Nothing. Not a damn thing.
Mitchy Boy is just embarrassed because the Democratic majority leader Harry Reid brought attention to the fact that judges weren’t getting appointed. And tried to *gasp* compromise.
This whole thing makes my brain hurt so instead of trying to explain it I’ll do a re-enactment. It goes a little something like this:
Reid: Hey Mitch, our courts are really backed up so we should go ahead and vote and approve all those judges that the President nominated.
McConnell: No, we don’t wanna.
Reid: Well why not?
McConnell: Because the President is a Democrat.
Reid: Any other reason?
McConnell: Nope. The judges are fine. In fact, we’ve already decided that we are going to approve them. We just don’t want to do it right now. It’s more fun this way. *giggles*
Reid: Ok then. How about we vote on that highway bill first and then we’ll vote on the judges?

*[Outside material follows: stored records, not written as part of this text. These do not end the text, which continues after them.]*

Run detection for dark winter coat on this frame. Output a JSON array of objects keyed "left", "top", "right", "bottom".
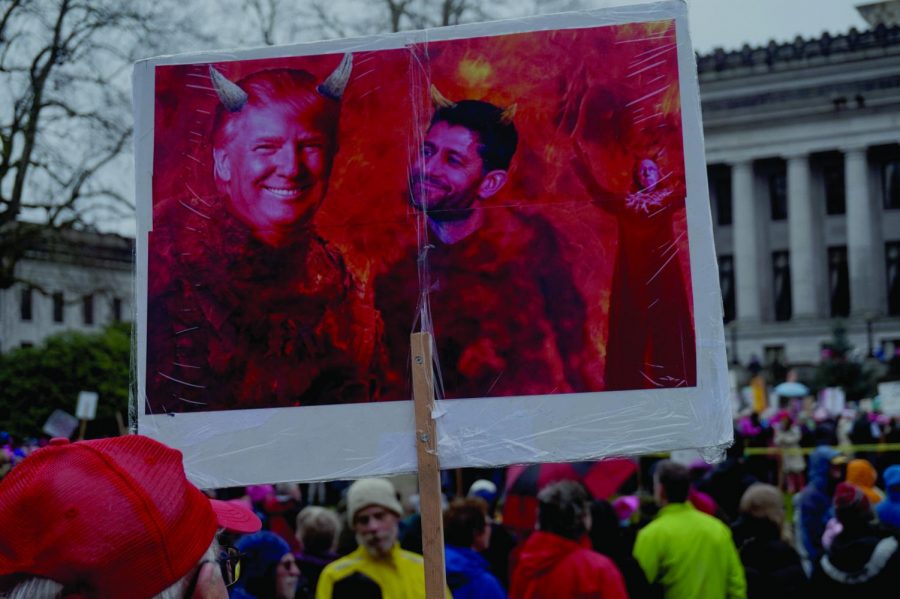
[
  {"left": 811, "top": 524, "right": 900, "bottom": 593},
  {"left": 731, "top": 516, "right": 806, "bottom": 599}
]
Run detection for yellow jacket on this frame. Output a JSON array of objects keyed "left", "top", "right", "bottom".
[{"left": 316, "top": 544, "right": 449, "bottom": 599}]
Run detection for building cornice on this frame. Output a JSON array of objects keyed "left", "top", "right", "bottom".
[
  {"left": 22, "top": 229, "right": 134, "bottom": 271},
  {"left": 696, "top": 24, "right": 900, "bottom": 79}
]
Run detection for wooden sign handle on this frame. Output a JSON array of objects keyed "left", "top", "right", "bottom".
[{"left": 410, "top": 332, "right": 447, "bottom": 599}]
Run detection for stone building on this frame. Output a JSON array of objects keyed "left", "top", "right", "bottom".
[
  {"left": 700, "top": 6, "right": 900, "bottom": 367},
  {"left": 0, "top": 230, "right": 133, "bottom": 353}
]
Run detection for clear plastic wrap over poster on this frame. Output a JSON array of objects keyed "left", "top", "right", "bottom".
[{"left": 133, "top": 0, "right": 732, "bottom": 489}]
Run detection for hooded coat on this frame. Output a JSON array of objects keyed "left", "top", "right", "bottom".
[
  {"left": 793, "top": 446, "right": 838, "bottom": 573},
  {"left": 509, "top": 531, "right": 627, "bottom": 599},
  {"left": 231, "top": 532, "right": 292, "bottom": 599},
  {"left": 731, "top": 516, "right": 807, "bottom": 599},
  {"left": 875, "top": 465, "right": 900, "bottom": 530},
  {"left": 846, "top": 459, "right": 884, "bottom": 506},
  {"left": 444, "top": 545, "right": 505, "bottom": 599}
]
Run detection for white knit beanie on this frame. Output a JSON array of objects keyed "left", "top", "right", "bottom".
[{"left": 347, "top": 478, "right": 403, "bottom": 523}]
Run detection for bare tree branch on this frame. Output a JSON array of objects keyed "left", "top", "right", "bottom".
[{"left": 0, "top": 0, "right": 203, "bottom": 289}]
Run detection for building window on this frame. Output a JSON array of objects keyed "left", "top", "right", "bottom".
[
  {"left": 828, "top": 246, "right": 850, "bottom": 317},
  {"left": 764, "top": 345, "right": 788, "bottom": 381},
  {"left": 82, "top": 294, "right": 94, "bottom": 326},
  {"left": 823, "top": 160, "right": 846, "bottom": 215},
  {"left": 764, "top": 345, "right": 786, "bottom": 366},
  {"left": 20, "top": 287, "right": 33, "bottom": 321},
  {"left": 888, "top": 241, "right": 900, "bottom": 316},
  {"left": 773, "top": 251, "right": 792, "bottom": 321},
  {"left": 883, "top": 160, "right": 900, "bottom": 210},
  {"left": 53, "top": 292, "right": 65, "bottom": 323},
  {"left": 718, "top": 255, "right": 735, "bottom": 323},
  {"left": 769, "top": 170, "right": 787, "bottom": 221},
  {"left": 708, "top": 165, "right": 733, "bottom": 226},
  {"left": 112, "top": 297, "right": 123, "bottom": 322}
]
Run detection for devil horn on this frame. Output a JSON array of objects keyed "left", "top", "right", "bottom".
[
  {"left": 429, "top": 85, "right": 456, "bottom": 109},
  {"left": 317, "top": 53, "right": 353, "bottom": 101},
  {"left": 500, "top": 103, "right": 517, "bottom": 125},
  {"left": 209, "top": 66, "right": 248, "bottom": 112}
]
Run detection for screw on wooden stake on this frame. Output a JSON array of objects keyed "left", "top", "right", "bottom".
[{"left": 410, "top": 332, "right": 447, "bottom": 598}]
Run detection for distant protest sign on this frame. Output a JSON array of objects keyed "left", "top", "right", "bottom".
[
  {"left": 880, "top": 382, "right": 900, "bottom": 416},
  {"left": 76, "top": 391, "right": 99, "bottom": 421},
  {"left": 134, "top": 0, "right": 730, "bottom": 487},
  {"left": 42, "top": 410, "right": 78, "bottom": 439},
  {"left": 820, "top": 387, "right": 846, "bottom": 417}
]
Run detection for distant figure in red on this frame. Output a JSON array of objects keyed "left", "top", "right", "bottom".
[
  {"left": 509, "top": 480, "right": 628, "bottom": 599},
  {"left": 375, "top": 90, "right": 591, "bottom": 400},
  {"left": 573, "top": 153, "right": 696, "bottom": 389},
  {"left": 146, "top": 56, "right": 384, "bottom": 413}
]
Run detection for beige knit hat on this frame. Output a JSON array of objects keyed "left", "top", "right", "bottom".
[{"left": 347, "top": 478, "right": 403, "bottom": 523}]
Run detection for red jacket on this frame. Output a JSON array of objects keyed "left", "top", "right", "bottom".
[{"left": 510, "top": 531, "right": 628, "bottom": 599}]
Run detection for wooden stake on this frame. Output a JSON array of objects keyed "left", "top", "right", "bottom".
[
  {"left": 115, "top": 411, "right": 128, "bottom": 437},
  {"left": 410, "top": 332, "right": 447, "bottom": 599},
  {"left": 77, "top": 419, "right": 87, "bottom": 441}
]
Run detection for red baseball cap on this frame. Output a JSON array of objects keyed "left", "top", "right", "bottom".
[{"left": 0, "top": 435, "right": 260, "bottom": 598}]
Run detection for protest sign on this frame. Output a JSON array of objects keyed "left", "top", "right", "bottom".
[
  {"left": 76, "top": 391, "right": 99, "bottom": 421},
  {"left": 134, "top": 0, "right": 730, "bottom": 487},
  {"left": 42, "top": 410, "right": 79, "bottom": 439},
  {"left": 879, "top": 381, "right": 900, "bottom": 416},
  {"left": 820, "top": 387, "right": 846, "bottom": 417}
]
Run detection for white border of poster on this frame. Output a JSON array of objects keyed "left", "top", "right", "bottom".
[{"left": 134, "top": 0, "right": 732, "bottom": 488}]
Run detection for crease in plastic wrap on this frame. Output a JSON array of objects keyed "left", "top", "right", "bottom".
[{"left": 132, "top": 0, "right": 732, "bottom": 489}]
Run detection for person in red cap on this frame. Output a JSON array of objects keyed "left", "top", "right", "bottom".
[{"left": 0, "top": 435, "right": 261, "bottom": 598}]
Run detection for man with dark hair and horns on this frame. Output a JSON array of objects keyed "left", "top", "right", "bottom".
[
  {"left": 375, "top": 87, "right": 593, "bottom": 401},
  {"left": 146, "top": 56, "right": 385, "bottom": 412}
]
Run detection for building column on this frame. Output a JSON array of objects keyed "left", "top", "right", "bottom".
[
  {"left": 786, "top": 153, "right": 823, "bottom": 318},
  {"left": 732, "top": 160, "right": 761, "bottom": 322},
  {"left": 844, "top": 146, "right": 878, "bottom": 315}
]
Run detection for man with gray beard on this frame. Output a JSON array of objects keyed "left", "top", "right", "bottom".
[{"left": 316, "top": 478, "right": 447, "bottom": 598}]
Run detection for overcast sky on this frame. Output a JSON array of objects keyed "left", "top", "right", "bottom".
[{"left": 686, "top": 0, "right": 869, "bottom": 53}]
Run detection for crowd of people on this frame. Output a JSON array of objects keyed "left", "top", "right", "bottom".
[
  {"left": 3, "top": 430, "right": 900, "bottom": 598},
  {"left": 208, "top": 441, "right": 900, "bottom": 598}
]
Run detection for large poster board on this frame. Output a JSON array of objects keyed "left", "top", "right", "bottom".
[{"left": 134, "top": 1, "right": 732, "bottom": 488}]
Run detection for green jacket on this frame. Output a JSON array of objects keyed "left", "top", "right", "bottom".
[{"left": 633, "top": 502, "right": 747, "bottom": 599}]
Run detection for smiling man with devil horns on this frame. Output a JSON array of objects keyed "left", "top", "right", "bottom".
[{"left": 146, "top": 56, "right": 385, "bottom": 413}]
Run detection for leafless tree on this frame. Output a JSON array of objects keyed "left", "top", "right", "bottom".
[
  {"left": 228, "top": 0, "right": 556, "bottom": 46},
  {"left": 244, "top": 0, "right": 281, "bottom": 45},
  {"left": 0, "top": 0, "right": 195, "bottom": 290}
]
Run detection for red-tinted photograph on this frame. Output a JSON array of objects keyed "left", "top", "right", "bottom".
[{"left": 145, "top": 20, "right": 695, "bottom": 413}]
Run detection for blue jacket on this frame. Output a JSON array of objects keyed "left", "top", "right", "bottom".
[
  {"left": 445, "top": 545, "right": 505, "bottom": 599},
  {"left": 876, "top": 464, "right": 900, "bottom": 529},
  {"left": 793, "top": 445, "right": 838, "bottom": 573}
]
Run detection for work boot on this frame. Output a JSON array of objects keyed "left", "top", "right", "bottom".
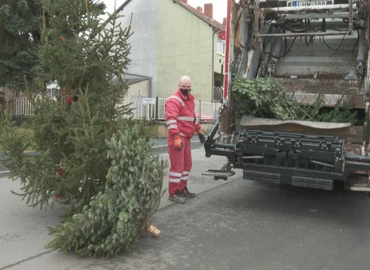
[
  {"left": 54, "top": 194, "right": 70, "bottom": 204},
  {"left": 54, "top": 195, "right": 70, "bottom": 204},
  {"left": 178, "top": 187, "right": 195, "bottom": 198},
  {"left": 168, "top": 194, "right": 186, "bottom": 204}
]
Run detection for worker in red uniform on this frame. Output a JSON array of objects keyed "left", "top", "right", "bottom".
[{"left": 165, "top": 76, "right": 205, "bottom": 204}]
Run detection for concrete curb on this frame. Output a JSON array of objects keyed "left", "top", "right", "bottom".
[
  {"left": 0, "top": 141, "right": 204, "bottom": 176},
  {"left": 152, "top": 140, "right": 202, "bottom": 152},
  {"left": 0, "top": 170, "right": 10, "bottom": 176}
]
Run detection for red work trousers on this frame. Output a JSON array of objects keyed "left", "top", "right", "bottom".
[{"left": 167, "top": 136, "right": 192, "bottom": 195}]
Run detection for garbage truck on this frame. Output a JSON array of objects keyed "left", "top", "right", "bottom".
[{"left": 203, "top": 0, "right": 370, "bottom": 193}]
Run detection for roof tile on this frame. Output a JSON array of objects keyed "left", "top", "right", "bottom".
[{"left": 173, "top": 0, "right": 225, "bottom": 30}]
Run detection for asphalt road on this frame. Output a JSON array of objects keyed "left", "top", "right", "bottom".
[
  {"left": 98, "top": 180, "right": 370, "bottom": 270},
  {"left": 5, "top": 179, "right": 370, "bottom": 270}
]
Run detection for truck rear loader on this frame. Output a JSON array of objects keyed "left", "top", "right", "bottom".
[{"left": 204, "top": 0, "right": 370, "bottom": 194}]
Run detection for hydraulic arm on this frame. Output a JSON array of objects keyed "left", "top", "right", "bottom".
[{"left": 204, "top": 120, "right": 370, "bottom": 192}]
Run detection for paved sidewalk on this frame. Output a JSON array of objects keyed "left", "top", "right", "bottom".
[{"left": 0, "top": 147, "right": 242, "bottom": 270}]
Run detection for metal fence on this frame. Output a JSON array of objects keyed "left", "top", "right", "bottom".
[
  {"left": 12, "top": 97, "right": 33, "bottom": 115},
  {"left": 122, "top": 97, "right": 221, "bottom": 122},
  {"left": 12, "top": 96, "right": 221, "bottom": 121}
]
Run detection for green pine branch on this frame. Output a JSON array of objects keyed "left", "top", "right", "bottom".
[{"left": 232, "top": 78, "right": 359, "bottom": 125}]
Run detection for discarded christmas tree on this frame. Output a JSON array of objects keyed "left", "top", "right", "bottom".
[
  {"left": 0, "top": 0, "right": 166, "bottom": 257},
  {"left": 45, "top": 121, "right": 166, "bottom": 257},
  {"left": 232, "top": 77, "right": 359, "bottom": 125}
]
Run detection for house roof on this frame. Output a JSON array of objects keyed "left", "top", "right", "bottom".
[
  {"left": 111, "top": 73, "right": 150, "bottom": 85},
  {"left": 106, "top": 0, "right": 225, "bottom": 31},
  {"left": 123, "top": 73, "right": 151, "bottom": 85},
  {"left": 172, "top": 0, "right": 225, "bottom": 31}
]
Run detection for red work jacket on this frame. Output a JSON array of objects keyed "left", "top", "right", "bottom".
[{"left": 165, "top": 89, "right": 201, "bottom": 138}]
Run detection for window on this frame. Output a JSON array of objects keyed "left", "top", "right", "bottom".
[{"left": 217, "top": 39, "right": 226, "bottom": 56}]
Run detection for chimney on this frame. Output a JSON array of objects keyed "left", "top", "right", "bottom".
[
  {"left": 180, "top": 0, "right": 188, "bottom": 4},
  {"left": 197, "top": 6, "right": 203, "bottom": 12},
  {"left": 223, "top": 18, "right": 226, "bottom": 26},
  {"left": 204, "top": 3, "right": 213, "bottom": 19}
]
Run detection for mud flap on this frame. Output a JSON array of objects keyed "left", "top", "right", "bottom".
[
  {"left": 202, "top": 170, "right": 235, "bottom": 180},
  {"left": 346, "top": 174, "right": 370, "bottom": 192}
]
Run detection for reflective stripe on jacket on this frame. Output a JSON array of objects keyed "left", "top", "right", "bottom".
[{"left": 165, "top": 89, "right": 201, "bottom": 138}]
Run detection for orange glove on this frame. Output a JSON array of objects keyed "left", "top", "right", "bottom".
[
  {"left": 174, "top": 135, "right": 183, "bottom": 150},
  {"left": 197, "top": 130, "right": 206, "bottom": 144}
]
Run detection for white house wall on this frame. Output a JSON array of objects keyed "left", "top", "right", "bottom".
[{"left": 116, "top": 0, "right": 159, "bottom": 97}]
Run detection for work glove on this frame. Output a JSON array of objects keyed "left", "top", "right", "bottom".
[
  {"left": 174, "top": 135, "right": 183, "bottom": 150},
  {"left": 197, "top": 130, "right": 206, "bottom": 144}
]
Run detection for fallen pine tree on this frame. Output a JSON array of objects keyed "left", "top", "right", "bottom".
[{"left": 45, "top": 121, "right": 166, "bottom": 257}]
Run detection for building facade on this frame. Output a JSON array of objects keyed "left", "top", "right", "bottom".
[{"left": 113, "top": 0, "right": 225, "bottom": 102}]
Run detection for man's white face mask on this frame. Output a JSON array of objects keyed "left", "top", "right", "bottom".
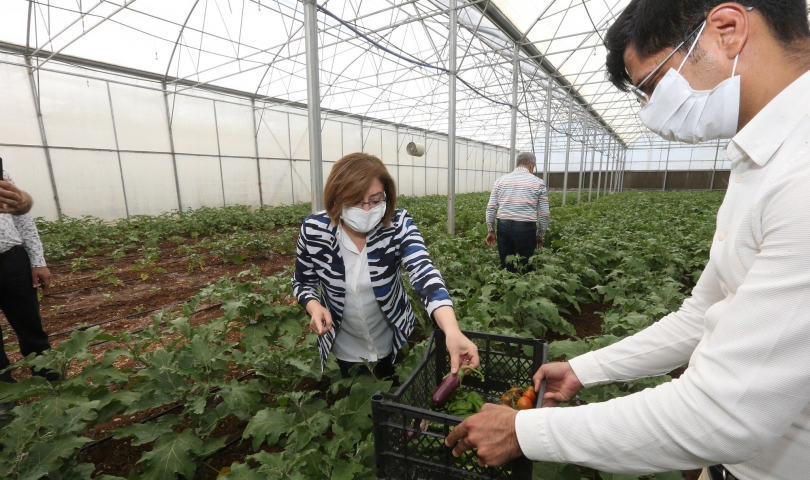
[{"left": 633, "top": 22, "right": 741, "bottom": 144}]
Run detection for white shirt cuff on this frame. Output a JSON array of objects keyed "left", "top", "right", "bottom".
[
  {"left": 515, "top": 409, "right": 561, "bottom": 462},
  {"left": 568, "top": 352, "right": 612, "bottom": 388}
]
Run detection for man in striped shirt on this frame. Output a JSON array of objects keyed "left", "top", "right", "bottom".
[{"left": 485, "top": 153, "right": 549, "bottom": 273}]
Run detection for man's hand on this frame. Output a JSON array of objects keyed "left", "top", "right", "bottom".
[
  {"left": 0, "top": 180, "right": 33, "bottom": 215},
  {"left": 536, "top": 237, "right": 544, "bottom": 249},
  {"left": 445, "top": 403, "right": 522, "bottom": 467},
  {"left": 32, "top": 267, "right": 52, "bottom": 289},
  {"left": 486, "top": 232, "right": 496, "bottom": 247},
  {"left": 533, "top": 362, "right": 584, "bottom": 407},
  {"left": 306, "top": 301, "right": 333, "bottom": 336}
]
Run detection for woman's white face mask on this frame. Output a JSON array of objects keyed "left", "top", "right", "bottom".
[
  {"left": 637, "top": 22, "right": 741, "bottom": 144},
  {"left": 342, "top": 202, "right": 386, "bottom": 233}
]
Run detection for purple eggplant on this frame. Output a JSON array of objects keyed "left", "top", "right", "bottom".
[
  {"left": 432, "top": 374, "right": 461, "bottom": 407},
  {"left": 431, "top": 366, "right": 484, "bottom": 408}
]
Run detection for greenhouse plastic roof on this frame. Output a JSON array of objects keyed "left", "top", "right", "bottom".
[{"left": 0, "top": 0, "right": 654, "bottom": 151}]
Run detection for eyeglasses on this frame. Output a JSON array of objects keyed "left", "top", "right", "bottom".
[
  {"left": 629, "top": 7, "right": 753, "bottom": 105},
  {"left": 353, "top": 195, "right": 386, "bottom": 209}
]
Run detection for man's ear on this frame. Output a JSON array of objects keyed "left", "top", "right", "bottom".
[{"left": 706, "top": 3, "right": 750, "bottom": 60}]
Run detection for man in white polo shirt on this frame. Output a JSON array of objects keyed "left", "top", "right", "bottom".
[{"left": 446, "top": 2, "right": 810, "bottom": 479}]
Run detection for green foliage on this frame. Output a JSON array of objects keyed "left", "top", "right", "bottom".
[{"left": 5, "top": 191, "right": 723, "bottom": 479}]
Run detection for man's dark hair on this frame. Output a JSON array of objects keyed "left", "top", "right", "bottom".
[{"left": 605, "top": 0, "right": 810, "bottom": 91}]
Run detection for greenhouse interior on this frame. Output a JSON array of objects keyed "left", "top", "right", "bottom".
[{"left": 1, "top": 0, "right": 808, "bottom": 479}]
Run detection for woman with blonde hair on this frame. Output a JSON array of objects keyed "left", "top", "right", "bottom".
[{"left": 293, "top": 153, "right": 479, "bottom": 379}]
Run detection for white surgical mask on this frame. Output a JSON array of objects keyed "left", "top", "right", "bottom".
[
  {"left": 341, "top": 202, "right": 386, "bottom": 233},
  {"left": 638, "top": 22, "right": 741, "bottom": 144}
]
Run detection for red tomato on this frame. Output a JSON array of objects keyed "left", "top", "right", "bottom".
[
  {"left": 517, "top": 397, "right": 533, "bottom": 410},
  {"left": 522, "top": 390, "right": 537, "bottom": 403}
]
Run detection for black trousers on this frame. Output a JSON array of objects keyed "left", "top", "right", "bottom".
[
  {"left": 0, "top": 247, "right": 51, "bottom": 383},
  {"left": 496, "top": 220, "right": 537, "bottom": 273}
]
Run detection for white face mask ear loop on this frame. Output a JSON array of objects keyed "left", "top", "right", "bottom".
[
  {"left": 678, "top": 22, "right": 708, "bottom": 72},
  {"left": 731, "top": 54, "right": 739, "bottom": 77}
]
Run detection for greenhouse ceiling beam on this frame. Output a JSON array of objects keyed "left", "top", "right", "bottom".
[
  {"left": 30, "top": 0, "right": 107, "bottom": 57},
  {"left": 471, "top": 0, "right": 625, "bottom": 149},
  {"left": 166, "top": 0, "right": 428, "bottom": 89},
  {"left": 32, "top": 0, "right": 141, "bottom": 72}
]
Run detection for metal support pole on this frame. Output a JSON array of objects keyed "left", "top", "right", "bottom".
[
  {"left": 663, "top": 142, "right": 671, "bottom": 191},
  {"left": 447, "top": 0, "right": 457, "bottom": 235},
  {"left": 251, "top": 98, "right": 264, "bottom": 205},
  {"left": 596, "top": 136, "right": 604, "bottom": 200},
  {"left": 303, "top": 0, "right": 324, "bottom": 212},
  {"left": 212, "top": 101, "right": 226, "bottom": 207},
  {"left": 161, "top": 82, "right": 183, "bottom": 212},
  {"left": 543, "top": 80, "right": 552, "bottom": 184},
  {"left": 25, "top": 57, "right": 62, "bottom": 217},
  {"left": 602, "top": 137, "right": 613, "bottom": 197},
  {"left": 588, "top": 123, "right": 596, "bottom": 202},
  {"left": 577, "top": 115, "right": 586, "bottom": 204},
  {"left": 562, "top": 95, "right": 573, "bottom": 206},
  {"left": 509, "top": 42, "right": 519, "bottom": 169},
  {"left": 710, "top": 139, "right": 721, "bottom": 190},
  {"left": 106, "top": 81, "right": 130, "bottom": 218}
]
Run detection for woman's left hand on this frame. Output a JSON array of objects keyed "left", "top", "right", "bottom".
[{"left": 445, "top": 330, "right": 480, "bottom": 374}]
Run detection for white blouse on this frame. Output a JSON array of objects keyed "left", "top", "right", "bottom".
[
  {"left": 331, "top": 225, "right": 395, "bottom": 363},
  {"left": 516, "top": 71, "right": 810, "bottom": 479}
]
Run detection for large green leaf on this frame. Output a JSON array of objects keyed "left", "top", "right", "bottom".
[
  {"left": 18, "top": 435, "right": 90, "bottom": 480},
  {"left": 243, "top": 408, "right": 297, "bottom": 449},
  {"left": 135, "top": 429, "right": 203, "bottom": 480}
]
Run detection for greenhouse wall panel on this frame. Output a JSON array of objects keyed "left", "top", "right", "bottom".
[
  {"left": 119, "top": 153, "right": 180, "bottom": 217},
  {"left": 215, "top": 102, "right": 258, "bottom": 158},
  {"left": 342, "top": 122, "right": 363, "bottom": 156},
  {"left": 221, "top": 157, "right": 261, "bottom": 207},
  {"left": 256, "top": 109, "right": 291, "bottom": 159},
  {"left": 0, "top": 63, "right": 42, "bottom": 146},
  {"left": 175, "top": 155, "right": 225, "bottom": 210},
  {"left": 412, "top": 167, "right": 426, "bottom": 197},
  {"left": 321, "top": 120, "right": 343, "bottom": 162},
  {"left": 363, "top": 127, "right": 384, "bottom": 162},
  {"left": 381, "top": 129, "right": 398, "bottom": 165},
  {"left": 398, "top": 165, "right": 413, "bottom": 197},
  {"left": 259, "top": 159, "right": 294, "bottom": 206},
  {"left": 426, "top": 167, "right": 439, "bottom": 196},
  {"left": 396, "top": 132, "right": 412, "bottom": 167},
  {"left": 50, "top": 149, "right": 127, "bottom": 220},
  {"left": 39, "top": 72, "right": 117, "bottom": 150},
  {"left": 169, "top": 95, "right": 219, "bottom": 156},
  {"left": 108, "top": 83, "right": 172, "bottom": 153},
  {"left": 1, "top": 146, "right": 58, "bottom": 219},
  {"left": 438, "top": 169, "right": 449, "bottom": 196},
  {"left": 289, "top": 115, "right": 310, "bottom": 160},
  {"left": 291, "top": 160, "right": 312, "bottom": 203}
]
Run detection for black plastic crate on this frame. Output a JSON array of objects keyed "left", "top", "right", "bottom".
[{"left": 371, "top": 329, "right": 549, "bottom": 479}]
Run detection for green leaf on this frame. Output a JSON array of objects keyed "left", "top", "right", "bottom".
[
  {"left": 136, "top": 429, "right": 203, "bottom": 480},
  {"left": 112, "top": 416, "right": 178, "bottom": 446},
  {"left": 217, "top": 380, "right": 262, "bottom": 421},
  {"left": 243, "top": 408, "right": 297, "bottom": 450},
  {"left": 18, "top": 435, "right": 90, "bottom": 480}
]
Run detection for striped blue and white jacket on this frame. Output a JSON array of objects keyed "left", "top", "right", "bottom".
[{"left": 292, "top": 209, "right": 453, "bottom": 371}]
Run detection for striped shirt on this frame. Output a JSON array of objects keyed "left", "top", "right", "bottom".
[{"left": 486, "top": 167, "right": 549, "bottom": 238}]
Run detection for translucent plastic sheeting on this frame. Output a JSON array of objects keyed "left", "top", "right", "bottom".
[
  {"left": 0, "top": 61, "right": 42, "bottom": 147},
  {"left": 259, "top": 159, "right": 295, "bottom": 206},
  {"left": 50, "top": 149, "right": 127, "bottom": 219},
  {"left": 0, "top": 146, "right": 58, "bottom": 219},
  {"left": 119, "top": 152, "right": 181, "bottom": 216},
  {"left": 175, "top": 155, "right": 226, "bottom": 210},
  {"left": 108, "top": 83, "right": 173, "bottom": 153}
]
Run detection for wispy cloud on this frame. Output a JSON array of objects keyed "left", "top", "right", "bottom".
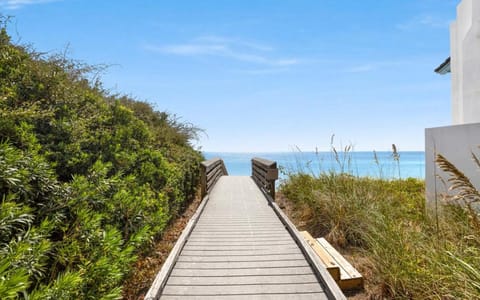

McConnell: Maybe next week.
Miscellaneous Reporter: Senator Reid, how come this Congress isn’t getting anything done? What is the status of the highway bill?
Reid: Well, we’re trying. But the Republicans are filibustering, so we are at a standstill.
McConnell: How dare you! How dare you say such things to make us look bad! That’s it! We’re not voting on the highway bill. We’re not approving judges. We’re not gonna do anything! We are going to fili-freakin-buster our chapped asses off. And it’s not our fault, it’s the Democrats’ fault because Reid embarrassed us. Now somebody change my diaper.
So the Republicans are filibustering to get even with the Democrats for pointing out that they were filibustering. And they wonder why they’ve been dubbed the most obstructionist do-nothing Congress in the history of ever. Maybe next week they can all double dog dare each other to finally raise minimum wage. So there you have it, the biggest butt rash of the week award goes to Mitch McConnell and the rest of the
toddlers Republicans running amok at the daycare Capital.